Following Franklin Roosevelt’s inaugural speech and a conversation with the new president in March of 1933, conversation with the new president in March of 1933, Supreme Court Justice Oliver Wendell Holmes rendered judgment: “a first-class temperament.” It is not clear if he was referring to Franklin or Teddy. Apparently, Holmes thought less of one of the Roosevelts’ intellectual capacity since he qualified his praise with “a second-class intellect.” But the venerable justice got it right in recognizing that personal leadership qualities upstage pure intelligence in fraught and uncertain times.

Today’s challenges demand college and university presidents* display exceptional qualities of temperament, personality, and character to meet the realities of a time best described as the COVID- 19 era. This article suggests that relevant personal qualities top the list of qualifications when it comes to recruiting new leaders and supporting incumbent ones.

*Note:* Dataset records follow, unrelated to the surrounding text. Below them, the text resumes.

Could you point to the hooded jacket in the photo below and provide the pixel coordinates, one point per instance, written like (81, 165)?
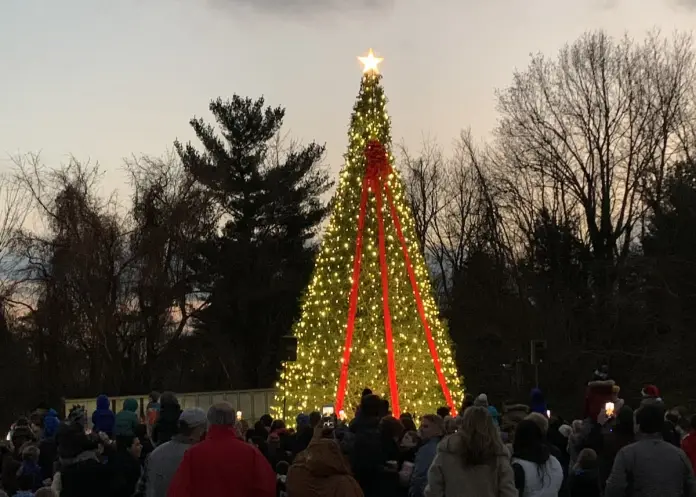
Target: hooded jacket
(127, 419)
(167, 424)
(51, 424)
(322, 471)
(538, 404)
(448, 477)
(103, 419)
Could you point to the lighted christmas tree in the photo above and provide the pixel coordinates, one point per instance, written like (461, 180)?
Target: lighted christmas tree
(369, 319)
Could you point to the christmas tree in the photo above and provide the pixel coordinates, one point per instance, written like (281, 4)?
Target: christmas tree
(369, 319)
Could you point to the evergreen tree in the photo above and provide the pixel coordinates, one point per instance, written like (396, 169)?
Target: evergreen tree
(254, 270)
(315, 379)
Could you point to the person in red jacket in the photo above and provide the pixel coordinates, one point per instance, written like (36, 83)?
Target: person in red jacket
(223, 465)
(689, 443)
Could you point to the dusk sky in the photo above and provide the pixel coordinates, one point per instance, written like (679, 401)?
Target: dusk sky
(104, 79)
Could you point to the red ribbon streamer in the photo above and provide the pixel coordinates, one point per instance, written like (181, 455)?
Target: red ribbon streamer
(419, 303)
(378, 168)
(353, 300)
(391, 362)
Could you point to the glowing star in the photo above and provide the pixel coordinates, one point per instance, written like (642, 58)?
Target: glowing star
(370, 62)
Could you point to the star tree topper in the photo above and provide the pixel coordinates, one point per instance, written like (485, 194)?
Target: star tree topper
(370, 62)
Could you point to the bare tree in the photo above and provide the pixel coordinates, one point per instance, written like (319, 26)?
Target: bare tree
(425, 178)
(170, 214)
(453, 205)
(591, 133)
(15, 207)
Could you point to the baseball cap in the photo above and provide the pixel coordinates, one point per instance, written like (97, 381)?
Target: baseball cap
(193, 416)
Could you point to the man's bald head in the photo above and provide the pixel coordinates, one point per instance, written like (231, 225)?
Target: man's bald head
(222, 414)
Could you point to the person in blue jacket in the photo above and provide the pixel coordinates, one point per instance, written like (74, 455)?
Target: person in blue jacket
(103, 419)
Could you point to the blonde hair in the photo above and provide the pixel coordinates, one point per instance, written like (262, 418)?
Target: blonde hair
(481, 442)
(540, 420)
(586, 458)
(450, 425)
(30, 452)
(437, 421)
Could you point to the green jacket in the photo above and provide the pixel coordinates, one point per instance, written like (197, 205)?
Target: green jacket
(127, 420)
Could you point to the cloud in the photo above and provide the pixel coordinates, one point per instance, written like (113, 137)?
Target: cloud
(306, 7)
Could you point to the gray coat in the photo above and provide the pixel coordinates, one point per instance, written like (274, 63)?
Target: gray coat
(161, 465)
(651, 467)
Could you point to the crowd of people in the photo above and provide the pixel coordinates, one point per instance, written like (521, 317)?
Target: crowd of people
(523, 450)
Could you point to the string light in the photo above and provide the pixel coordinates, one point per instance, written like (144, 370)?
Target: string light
(310, 382)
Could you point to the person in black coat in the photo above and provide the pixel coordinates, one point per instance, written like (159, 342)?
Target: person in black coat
(124, 467)
(84, 476)
(367, 456)
(167, 424)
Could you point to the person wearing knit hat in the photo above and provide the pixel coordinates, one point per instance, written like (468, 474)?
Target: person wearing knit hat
(651, 395)
(650, 391)
(495, 415)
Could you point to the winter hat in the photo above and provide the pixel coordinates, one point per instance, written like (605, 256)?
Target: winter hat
(51, 423)
(193, 417)
(77, 416)
(302, 420)
(650, 391)
(494, 414)
(565, 430)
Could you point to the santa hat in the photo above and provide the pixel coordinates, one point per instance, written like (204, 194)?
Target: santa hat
(650, 391)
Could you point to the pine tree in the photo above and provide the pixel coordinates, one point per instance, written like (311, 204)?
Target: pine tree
(255, 268)
(313, 380)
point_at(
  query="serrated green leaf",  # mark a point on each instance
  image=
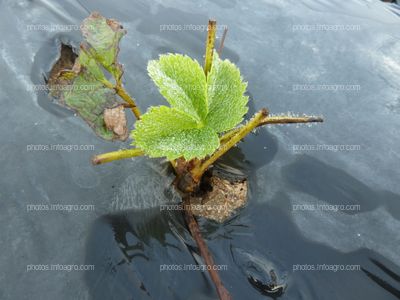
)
(165, 131)
(103, 36)
(201, 108)
(182, 82)
(225, 93)
(89, 98)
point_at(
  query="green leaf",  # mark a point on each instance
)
(225, 93)
(103, 35)
(200, 107)
(89, 98)
(182, 82)
(165, 131)
(87, 61)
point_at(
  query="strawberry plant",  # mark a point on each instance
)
(203, 121)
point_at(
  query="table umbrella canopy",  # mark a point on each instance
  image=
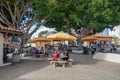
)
(89, 39)
(104, 40)
(61, 36)
(40, 39)
(100, 35)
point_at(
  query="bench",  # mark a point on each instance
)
(55, 63)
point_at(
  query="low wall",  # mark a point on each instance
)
(108, 57)
(76, 51)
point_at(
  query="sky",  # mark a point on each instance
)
(42, 28)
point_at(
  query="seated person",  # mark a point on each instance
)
(56, 56)
(66, 54)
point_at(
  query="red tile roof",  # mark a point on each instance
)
(3, 28)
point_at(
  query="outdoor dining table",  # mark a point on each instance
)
(62, 56)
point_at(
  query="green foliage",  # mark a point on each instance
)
(86, 13)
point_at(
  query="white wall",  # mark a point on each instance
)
(1, 49)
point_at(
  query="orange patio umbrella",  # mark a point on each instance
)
(61, 36)
(40, 39)
(89, 39)
(100, 35)
(104, 40)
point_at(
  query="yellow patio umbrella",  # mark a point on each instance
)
(61, 36)
(100, 35)
(89, 39)
(40, 39)
(104, 40)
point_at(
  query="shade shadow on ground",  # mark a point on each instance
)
(25, 66)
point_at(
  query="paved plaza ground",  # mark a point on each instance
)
(84, 68)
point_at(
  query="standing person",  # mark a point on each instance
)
(56, 55)
(66, 54)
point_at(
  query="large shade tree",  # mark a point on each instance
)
(23, 14)
(83, 16)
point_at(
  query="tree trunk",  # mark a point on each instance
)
(79, 42)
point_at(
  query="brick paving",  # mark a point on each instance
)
(84, 68)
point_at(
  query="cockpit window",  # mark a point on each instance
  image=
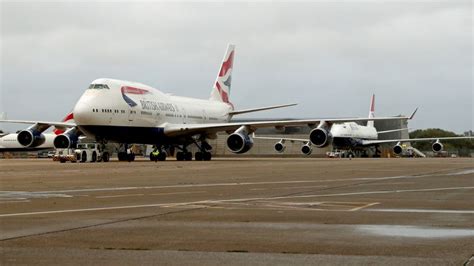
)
(99, 86)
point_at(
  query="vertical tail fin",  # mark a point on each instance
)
(221, 90)
(371, 111)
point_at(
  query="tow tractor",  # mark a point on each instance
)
(85, 152)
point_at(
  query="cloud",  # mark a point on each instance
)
(328, 56)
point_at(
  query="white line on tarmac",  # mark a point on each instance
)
(363, 207)
(231, 200)
(422, 211)
(177, 193)
(14, 201)
(226, 184)
(119, 196)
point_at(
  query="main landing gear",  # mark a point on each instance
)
(126, 153)
(158, 154)
(202, 155)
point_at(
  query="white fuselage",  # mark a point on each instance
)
(351, 135)
(353, 130)
(127, 108)
(10, 142)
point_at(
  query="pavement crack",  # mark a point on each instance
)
(468, 261)
(100, 224)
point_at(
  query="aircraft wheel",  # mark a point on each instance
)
(207, 156)
(94, 157)
(105, 157)
(122, 156)
(84, 157)
(162, 156)
(198, 156)
(180, 156)
(188, 156)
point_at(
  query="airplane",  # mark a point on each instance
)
(354, 137)
(134, 113)
(10, 142)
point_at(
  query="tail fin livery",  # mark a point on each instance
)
(221, 90)
(68, 118)
(371, 111)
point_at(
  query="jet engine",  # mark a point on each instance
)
(320, 137)
(31, 137)
(67, 140)
(437, 146)
(306, 149)
(398, 149)
(240, 141)
(280, 146)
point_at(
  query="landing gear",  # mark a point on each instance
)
(184, 156)
(105, 157)
(126, 154)
(158, 154)
(203, 156)
(377, 152)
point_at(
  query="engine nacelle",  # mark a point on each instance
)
(437, 146)
(280, 146)
(320, 137)
(398, 149)
(67, 140)
(31, 138)
(307, 149)
(239, 141)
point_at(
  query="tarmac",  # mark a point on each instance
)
(235, 211)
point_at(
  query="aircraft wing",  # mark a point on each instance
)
(58, 125)
(175, 130)
(282, 138)
(373, 142)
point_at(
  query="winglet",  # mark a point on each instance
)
(413, 114)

It identifies seven leadership traits that together represent highly relevant characteristics for college and university presidents in this era. It concludes with strategies for recruiting leaders with these traits and for building leadership skills in incumbents who are willing and able to learn them.

The recommendations draw primarily from more than 200 confidential interviews focused on the performance of seven presidents with four to eight years at the helm of their current institution. Separate interviews of the president as well as trustees, faculty members, students, staff, donors, and others began just before the outbreak of the pandemic and continued through its later stages (October 2019 to May 2021). Several of the interviews occurred face to face, although the majority were conducted on a virtual platform.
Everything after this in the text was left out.